I’ve come to such mixed conclusions from the meetings. Some have made me want to do something different from journalism like acting or design, but others have made me want to dive into the journalism field and become a reporter. I’ve realized my desire to act, perform and entertain so much more over the past few weeks, and I’ve also felt scared away from the risky career that journalism is. I enjoy taking risks, but to what extent and in what ways? However, from our meeting with the AP a while back to one of our recent museum visits, I have also realized my desire for the latter.
We recently visited the Newseum. It was fascinating. There were newspapers from the 1800s, all the Pulitzer Prize photographs, a video featuring breaking news over the years, and even a real section of the Berlin wall. The artifacts were intriguing, and I couldn’t help but think about how awesome it’d be to get to be a part of that history — to get to be featured in the Newseum. I learned about a reporter (whose name I can’t remember now, unfortunately) who left his apartment as soon as he saw the first plane hit during 9-11 and ran toward the site. He captured incredible photos of the devastating event, and despite being so close to the buildings, he just kept running forward and capturing the moment. Sadly, he died in action, but his photos have lived on for years. The only reason his images were collected is because his friend and fellow photographer retrieved his camera and materials after it all happened. A sad but incredible story, I thought.

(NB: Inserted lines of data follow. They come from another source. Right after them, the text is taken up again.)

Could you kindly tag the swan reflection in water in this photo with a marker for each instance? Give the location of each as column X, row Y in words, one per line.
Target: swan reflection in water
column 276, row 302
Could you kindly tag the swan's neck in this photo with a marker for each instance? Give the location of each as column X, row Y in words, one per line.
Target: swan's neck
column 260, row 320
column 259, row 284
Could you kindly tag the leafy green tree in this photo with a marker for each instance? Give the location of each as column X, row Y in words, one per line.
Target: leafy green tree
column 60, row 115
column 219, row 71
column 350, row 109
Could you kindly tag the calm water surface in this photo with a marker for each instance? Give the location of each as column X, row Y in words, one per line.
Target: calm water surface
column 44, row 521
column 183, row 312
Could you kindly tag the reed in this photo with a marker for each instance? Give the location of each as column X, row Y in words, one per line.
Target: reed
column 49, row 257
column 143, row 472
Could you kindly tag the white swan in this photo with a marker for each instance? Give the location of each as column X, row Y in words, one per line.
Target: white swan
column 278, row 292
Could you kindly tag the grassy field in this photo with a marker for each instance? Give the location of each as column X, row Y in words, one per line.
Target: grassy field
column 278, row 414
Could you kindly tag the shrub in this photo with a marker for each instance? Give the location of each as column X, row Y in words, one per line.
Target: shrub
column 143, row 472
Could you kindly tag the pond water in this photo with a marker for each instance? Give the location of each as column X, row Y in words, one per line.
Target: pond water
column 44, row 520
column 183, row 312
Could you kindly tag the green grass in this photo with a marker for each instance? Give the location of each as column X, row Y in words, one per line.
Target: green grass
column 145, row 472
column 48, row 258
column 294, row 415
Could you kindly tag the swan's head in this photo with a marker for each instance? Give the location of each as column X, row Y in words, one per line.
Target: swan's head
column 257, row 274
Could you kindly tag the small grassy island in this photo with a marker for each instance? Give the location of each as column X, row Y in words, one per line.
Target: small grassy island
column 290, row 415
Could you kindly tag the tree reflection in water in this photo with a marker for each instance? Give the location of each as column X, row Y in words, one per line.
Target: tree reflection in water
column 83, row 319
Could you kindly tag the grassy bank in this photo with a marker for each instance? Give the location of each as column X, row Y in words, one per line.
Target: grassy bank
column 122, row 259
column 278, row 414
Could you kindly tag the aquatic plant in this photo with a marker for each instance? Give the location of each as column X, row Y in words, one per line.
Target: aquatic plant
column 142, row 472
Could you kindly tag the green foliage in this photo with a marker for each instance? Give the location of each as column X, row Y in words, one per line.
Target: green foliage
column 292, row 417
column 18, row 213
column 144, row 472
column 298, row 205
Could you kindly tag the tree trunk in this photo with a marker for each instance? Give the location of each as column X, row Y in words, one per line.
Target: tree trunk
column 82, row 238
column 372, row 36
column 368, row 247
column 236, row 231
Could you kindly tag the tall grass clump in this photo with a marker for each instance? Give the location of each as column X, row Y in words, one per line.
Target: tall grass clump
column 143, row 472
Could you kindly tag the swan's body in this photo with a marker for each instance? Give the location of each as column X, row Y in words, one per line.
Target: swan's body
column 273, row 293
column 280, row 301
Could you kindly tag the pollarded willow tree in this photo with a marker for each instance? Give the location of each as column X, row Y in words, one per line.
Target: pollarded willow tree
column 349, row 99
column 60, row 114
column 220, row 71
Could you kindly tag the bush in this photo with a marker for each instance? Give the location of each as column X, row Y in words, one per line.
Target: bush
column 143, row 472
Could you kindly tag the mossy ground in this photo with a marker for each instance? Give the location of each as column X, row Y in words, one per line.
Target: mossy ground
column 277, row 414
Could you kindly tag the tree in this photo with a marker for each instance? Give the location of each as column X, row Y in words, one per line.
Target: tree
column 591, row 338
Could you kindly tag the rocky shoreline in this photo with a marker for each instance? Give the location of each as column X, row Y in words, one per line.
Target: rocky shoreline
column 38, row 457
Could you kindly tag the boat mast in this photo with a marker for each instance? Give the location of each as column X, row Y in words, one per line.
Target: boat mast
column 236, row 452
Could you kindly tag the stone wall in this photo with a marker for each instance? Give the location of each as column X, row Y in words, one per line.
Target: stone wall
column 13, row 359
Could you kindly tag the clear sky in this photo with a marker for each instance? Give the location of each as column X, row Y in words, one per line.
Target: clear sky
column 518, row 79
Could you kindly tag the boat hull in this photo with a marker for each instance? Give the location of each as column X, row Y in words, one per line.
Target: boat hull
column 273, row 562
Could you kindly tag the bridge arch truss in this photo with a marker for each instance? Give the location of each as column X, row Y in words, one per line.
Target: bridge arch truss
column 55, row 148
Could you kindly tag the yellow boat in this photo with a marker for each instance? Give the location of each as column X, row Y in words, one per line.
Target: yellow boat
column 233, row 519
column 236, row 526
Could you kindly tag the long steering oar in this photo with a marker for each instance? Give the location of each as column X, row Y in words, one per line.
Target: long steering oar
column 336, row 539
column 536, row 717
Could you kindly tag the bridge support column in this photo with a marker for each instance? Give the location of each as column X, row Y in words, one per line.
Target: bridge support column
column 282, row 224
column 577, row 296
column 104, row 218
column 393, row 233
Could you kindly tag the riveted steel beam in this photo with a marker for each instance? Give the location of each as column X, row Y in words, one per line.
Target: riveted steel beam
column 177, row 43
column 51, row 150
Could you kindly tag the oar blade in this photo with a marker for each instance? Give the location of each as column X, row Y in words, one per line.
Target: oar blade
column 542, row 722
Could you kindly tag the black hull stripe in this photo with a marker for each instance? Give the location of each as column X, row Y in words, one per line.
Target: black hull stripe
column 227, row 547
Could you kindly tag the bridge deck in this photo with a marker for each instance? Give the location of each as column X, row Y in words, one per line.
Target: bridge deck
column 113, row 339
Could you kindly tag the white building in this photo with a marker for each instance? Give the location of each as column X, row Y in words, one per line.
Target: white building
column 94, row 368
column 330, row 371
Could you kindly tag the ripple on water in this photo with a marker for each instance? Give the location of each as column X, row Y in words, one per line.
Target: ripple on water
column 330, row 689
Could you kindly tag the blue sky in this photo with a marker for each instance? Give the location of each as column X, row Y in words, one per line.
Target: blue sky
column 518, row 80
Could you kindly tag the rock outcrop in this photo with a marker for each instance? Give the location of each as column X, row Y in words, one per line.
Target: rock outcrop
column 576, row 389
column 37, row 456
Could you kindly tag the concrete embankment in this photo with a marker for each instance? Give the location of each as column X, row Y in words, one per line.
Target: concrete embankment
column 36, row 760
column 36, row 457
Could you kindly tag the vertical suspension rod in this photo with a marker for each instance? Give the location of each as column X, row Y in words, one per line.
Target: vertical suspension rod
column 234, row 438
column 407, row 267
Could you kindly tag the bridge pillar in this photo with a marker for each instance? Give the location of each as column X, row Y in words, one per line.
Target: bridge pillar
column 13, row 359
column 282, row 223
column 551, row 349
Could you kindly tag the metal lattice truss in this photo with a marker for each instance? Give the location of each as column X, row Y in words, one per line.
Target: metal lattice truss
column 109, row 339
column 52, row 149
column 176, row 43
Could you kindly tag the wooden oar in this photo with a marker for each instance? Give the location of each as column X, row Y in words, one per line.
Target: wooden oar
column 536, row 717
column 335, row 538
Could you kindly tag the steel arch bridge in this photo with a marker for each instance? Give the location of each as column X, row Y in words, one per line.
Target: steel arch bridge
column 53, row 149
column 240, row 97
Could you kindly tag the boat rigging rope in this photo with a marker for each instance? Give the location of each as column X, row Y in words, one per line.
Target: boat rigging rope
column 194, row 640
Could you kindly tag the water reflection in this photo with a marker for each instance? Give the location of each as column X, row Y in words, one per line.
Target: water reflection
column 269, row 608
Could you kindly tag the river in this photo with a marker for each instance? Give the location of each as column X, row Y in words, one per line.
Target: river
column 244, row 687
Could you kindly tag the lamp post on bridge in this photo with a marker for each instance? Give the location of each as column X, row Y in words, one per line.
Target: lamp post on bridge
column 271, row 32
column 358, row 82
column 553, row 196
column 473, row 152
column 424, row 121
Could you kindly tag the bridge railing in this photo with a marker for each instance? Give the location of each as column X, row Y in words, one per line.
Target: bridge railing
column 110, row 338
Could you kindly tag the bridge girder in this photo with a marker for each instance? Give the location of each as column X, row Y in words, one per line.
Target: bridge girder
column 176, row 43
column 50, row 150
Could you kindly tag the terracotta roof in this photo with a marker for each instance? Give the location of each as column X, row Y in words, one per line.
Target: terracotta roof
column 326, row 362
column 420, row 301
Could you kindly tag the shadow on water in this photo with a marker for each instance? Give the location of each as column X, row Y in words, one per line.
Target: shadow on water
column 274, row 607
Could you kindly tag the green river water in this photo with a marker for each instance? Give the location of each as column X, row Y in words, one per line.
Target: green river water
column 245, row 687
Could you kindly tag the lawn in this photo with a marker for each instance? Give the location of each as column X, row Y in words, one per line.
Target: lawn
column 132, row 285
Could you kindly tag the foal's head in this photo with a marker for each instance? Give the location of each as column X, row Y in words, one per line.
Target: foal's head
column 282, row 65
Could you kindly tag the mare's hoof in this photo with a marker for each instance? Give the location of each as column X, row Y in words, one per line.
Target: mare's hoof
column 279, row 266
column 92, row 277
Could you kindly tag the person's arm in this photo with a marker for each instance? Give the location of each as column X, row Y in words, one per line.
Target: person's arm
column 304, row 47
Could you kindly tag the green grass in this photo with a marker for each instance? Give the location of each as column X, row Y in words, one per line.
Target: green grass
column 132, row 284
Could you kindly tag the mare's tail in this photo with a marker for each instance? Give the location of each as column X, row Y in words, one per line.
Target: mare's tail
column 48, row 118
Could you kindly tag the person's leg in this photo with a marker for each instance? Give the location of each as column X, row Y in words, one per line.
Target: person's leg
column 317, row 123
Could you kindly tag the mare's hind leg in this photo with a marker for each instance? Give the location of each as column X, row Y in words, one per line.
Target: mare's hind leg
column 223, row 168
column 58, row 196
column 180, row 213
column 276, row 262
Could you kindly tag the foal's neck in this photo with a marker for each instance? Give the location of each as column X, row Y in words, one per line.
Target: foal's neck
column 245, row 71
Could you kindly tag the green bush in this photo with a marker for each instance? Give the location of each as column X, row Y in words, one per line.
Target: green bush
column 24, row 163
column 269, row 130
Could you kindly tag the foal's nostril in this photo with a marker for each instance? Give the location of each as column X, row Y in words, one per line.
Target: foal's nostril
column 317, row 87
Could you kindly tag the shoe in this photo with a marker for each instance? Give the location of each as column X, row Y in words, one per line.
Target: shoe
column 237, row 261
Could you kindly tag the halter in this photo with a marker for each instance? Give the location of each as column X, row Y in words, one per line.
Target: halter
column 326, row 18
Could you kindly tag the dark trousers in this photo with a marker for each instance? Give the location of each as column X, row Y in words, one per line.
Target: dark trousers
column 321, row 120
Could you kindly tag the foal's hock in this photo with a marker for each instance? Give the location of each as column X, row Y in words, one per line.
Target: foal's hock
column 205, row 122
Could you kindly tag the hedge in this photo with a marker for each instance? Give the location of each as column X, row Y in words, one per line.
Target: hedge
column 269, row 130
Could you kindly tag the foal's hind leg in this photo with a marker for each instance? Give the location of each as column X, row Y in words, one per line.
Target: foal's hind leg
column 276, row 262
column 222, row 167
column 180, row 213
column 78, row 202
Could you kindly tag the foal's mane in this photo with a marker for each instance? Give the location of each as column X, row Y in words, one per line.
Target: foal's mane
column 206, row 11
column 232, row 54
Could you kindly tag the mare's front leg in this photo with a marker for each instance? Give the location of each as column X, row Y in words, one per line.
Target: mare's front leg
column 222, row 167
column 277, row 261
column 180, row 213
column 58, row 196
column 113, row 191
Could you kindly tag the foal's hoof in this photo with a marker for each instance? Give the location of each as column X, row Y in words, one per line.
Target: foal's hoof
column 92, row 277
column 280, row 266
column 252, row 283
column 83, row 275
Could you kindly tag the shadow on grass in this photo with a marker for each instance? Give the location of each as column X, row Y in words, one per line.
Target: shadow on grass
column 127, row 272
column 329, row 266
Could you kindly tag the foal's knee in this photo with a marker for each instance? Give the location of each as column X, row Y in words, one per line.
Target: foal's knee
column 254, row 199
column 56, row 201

Now, if I were to become a reporter, my story likely wouldn’t become anything like that, but who knows? I really like the idea of being able to capture an impactful moment in a photo and to spread a message to people through that. I understand the power of photography and think I have what it takes to utilize it. There was a quote in the Pulitzer Prize room that beautifully articulated this:
“If it makes you laugh, if it makes you cry, if it rips out your heart, that’s a good picture.”Pulitzer Prize-winning photographer Eddie Adams
I also stumbled upon this quote that inspired and motivated me (in general):
“I know of no human being who has a better time than an eager and energetic young reporter.”H.L. Mencken, journalist and social critic
So I guess these could be reason enough to continue pursuing journalism. I am eager and energetic, and I already have a drive for the work, so maybe I should become a reporter. I believe, though, that whatever career I go into straight out college will not be the end-all-be-all. With so many passions, goals, and motives stirring inside me, there’s no way that I’ll only have one job for the rest of my life. (I mean, I’m a 7 on the Enneagram test, so if that tells you anything about my personality it’s that I thrive on new and different experiences.) So maybe I will be a reporter, and maybe I will also do something else. I guess we’ll just have to see where God leads me.